Volví a los apuntes de Chesterton luego de la ansiosa lectura de dos novelas policiacas de Agatha Christie. En los últimos meses me dio una adicción algo intensa por sus narraciones. Entre más la conozco, más despierta mi detective interior porque pienso que este género literario deja pistas sobre muchas otras cosas además de los asesinatos. Su velocidad y acertada fabulación pueden ser engañosas. Por lo tanto, la novela policiaca, particularmente la clásica, profundiza más de lo que parece en los complejos asuntos humanos. Es una forma de decir sin decir. O como el mismo Hércules Poirot: devela el misterio desde un bajo perfil.
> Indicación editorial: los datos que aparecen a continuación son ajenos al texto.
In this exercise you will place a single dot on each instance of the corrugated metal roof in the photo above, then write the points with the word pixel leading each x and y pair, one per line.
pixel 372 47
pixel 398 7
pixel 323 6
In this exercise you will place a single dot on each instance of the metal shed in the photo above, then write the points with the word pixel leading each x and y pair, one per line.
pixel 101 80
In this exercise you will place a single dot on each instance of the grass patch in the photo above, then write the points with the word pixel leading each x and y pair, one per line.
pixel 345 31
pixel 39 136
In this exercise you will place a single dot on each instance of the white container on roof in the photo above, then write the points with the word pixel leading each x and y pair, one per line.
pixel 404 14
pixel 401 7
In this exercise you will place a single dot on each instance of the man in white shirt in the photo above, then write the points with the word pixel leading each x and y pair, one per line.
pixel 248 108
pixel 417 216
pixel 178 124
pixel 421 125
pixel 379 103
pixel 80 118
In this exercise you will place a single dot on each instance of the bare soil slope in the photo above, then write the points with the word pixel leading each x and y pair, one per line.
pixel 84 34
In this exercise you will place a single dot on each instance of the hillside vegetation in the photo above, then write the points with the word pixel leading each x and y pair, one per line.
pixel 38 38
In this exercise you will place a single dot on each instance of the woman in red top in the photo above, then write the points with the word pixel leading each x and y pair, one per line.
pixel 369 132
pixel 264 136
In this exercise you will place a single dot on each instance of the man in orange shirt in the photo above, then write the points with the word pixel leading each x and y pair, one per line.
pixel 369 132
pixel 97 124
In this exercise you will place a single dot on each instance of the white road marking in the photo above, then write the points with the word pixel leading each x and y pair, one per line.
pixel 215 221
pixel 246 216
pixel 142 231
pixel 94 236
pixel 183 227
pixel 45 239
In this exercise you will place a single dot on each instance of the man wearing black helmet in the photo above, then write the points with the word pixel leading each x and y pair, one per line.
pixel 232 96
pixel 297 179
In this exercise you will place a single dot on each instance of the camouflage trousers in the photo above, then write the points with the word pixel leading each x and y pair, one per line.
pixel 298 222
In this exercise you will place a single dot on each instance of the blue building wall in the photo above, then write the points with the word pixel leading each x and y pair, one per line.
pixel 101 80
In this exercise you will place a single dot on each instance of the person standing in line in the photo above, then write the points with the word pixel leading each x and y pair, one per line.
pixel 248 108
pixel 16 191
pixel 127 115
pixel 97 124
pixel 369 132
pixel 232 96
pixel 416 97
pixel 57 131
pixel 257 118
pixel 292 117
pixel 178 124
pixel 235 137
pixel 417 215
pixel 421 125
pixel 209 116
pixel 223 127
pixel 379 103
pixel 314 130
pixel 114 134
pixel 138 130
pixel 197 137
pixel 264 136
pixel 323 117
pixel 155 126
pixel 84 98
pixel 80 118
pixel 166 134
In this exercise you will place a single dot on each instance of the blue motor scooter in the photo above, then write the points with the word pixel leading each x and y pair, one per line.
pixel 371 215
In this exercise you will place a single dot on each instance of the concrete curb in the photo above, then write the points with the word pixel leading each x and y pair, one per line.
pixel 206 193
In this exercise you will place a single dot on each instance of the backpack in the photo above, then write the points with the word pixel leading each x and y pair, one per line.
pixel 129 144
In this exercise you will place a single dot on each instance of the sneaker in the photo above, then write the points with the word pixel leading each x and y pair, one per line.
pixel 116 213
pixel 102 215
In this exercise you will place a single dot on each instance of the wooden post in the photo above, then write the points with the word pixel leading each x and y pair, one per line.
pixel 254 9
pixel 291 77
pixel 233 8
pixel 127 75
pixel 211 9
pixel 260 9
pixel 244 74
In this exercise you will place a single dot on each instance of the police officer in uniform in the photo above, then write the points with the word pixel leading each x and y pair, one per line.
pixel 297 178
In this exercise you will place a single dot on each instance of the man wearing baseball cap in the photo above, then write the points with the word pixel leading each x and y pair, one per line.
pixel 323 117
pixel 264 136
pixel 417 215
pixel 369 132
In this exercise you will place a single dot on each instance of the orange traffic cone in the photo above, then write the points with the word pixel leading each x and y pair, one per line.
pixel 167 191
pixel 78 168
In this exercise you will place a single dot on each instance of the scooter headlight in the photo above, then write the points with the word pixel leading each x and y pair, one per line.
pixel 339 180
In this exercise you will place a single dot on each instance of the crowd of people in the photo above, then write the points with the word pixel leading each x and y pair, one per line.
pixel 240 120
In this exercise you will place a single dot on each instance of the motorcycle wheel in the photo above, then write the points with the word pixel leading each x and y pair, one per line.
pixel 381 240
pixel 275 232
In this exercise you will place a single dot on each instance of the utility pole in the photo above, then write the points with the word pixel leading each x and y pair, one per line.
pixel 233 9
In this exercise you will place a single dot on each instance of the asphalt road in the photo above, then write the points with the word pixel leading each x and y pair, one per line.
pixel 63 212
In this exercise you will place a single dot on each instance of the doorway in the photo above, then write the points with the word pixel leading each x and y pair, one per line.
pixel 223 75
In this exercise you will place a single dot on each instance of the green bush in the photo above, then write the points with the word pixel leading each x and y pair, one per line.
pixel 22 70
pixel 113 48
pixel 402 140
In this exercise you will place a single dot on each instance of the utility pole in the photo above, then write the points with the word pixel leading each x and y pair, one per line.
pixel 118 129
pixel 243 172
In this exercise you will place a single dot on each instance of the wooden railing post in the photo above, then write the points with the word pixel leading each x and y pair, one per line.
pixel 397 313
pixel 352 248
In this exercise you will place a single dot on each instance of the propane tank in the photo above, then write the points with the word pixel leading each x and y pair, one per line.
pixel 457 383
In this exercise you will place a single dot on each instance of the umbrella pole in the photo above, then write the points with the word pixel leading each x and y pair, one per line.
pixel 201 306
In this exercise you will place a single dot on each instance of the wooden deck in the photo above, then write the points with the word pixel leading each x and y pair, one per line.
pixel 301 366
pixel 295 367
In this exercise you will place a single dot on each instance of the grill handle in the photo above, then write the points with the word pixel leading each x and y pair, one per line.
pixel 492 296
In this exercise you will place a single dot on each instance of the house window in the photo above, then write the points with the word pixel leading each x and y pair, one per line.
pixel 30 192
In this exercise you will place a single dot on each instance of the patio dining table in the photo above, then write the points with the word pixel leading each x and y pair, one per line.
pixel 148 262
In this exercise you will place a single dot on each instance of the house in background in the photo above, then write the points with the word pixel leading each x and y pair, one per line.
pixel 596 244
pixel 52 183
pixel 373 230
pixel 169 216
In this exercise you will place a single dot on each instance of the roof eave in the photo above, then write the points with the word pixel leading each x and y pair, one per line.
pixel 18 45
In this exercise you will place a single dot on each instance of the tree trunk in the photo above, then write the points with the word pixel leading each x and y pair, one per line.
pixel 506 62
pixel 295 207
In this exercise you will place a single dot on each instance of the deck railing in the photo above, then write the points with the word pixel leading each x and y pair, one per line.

Cuando terminé “Cita con la muerte”, de Agatha, sentí que era una persona distinta a la que había comenzado el libro. Para mí esa es la primera señal de estar ante una obra literaria de verdad. El personaje de mistress Boynton me dio escalofríos: madrastra ex celadora de una cárcel, invasiva, temible y a la vez tan cotidiana. Podría jurar que he conocido a una o a dos. Me recordó a esas tarántulas gigantes y odiosas que vemos en el cine. Ella es la víctima y cualquiera pudo matarla porque en vida vaya que hizo méritos. Pero Christie, en su tejido policiaco, da un giro muy simbólico al apuntar a una distinguida figura de la política como la posible criminal. Detrás de una entretenida historia hay una punzante y sutil crítica.
Algo similar hace Conan Doyle con “Estudio en escarlata” al lograr que los lectores empaticen con los motivos del asesino. La novela policiaca remueve los hilos de la ética social y nos lanza la pregunta: ¿Qué es entonces lo justo? Quizá por eso Chesterton reclama a Sherlock: “Habría sido mejor detective si hubiese sido filósofo”. En “Cinco Cerditos”, también de Agatha Christie, Poirot investiga un crimen que sucedió 16 años atrás. A pesar de que no es el libro más ágil de la escritora, entre líneas surgen ideas contundentes sobre el arte, el feminismo y el sistema judicial: “Es la psicología lo que a usted le interesa, ¿verdad? Pues esa no cambia con el tiempo. Las cosas tangibles han desaparecido... las colillas y las huellas de pisadas”, le dice la joven Carla al detective. Es, en fin, lo que Poirot y Christie persiguen: lo humano que siempre nos identifica.
Hay una insistencia curiosa en el libro de Chesterton sobre la novela policiaca y su relación con la poesía. Dupin, el detective de Edgar Allan Poe, tenía cierto toque lírico. Sherlock Holmes parecía un hombre prosaico, pero Conan Doyle logró darle a sus relatos un ambiente poético del Londres de ese tiempo. La pasión y el oficio fueron dos cosas reales y muy importantes para estos autores. Abrieron un diálogo, desde libros populares, con el gran público acerca de cuestiones bastante serias como la autoridad, la verdad, el amor, el sistema social, el pensamiento, la filosofía. Un mérito difícil de igualar incluso en otros géneros de la literatura no menos valiosos, aunque no tan afamados.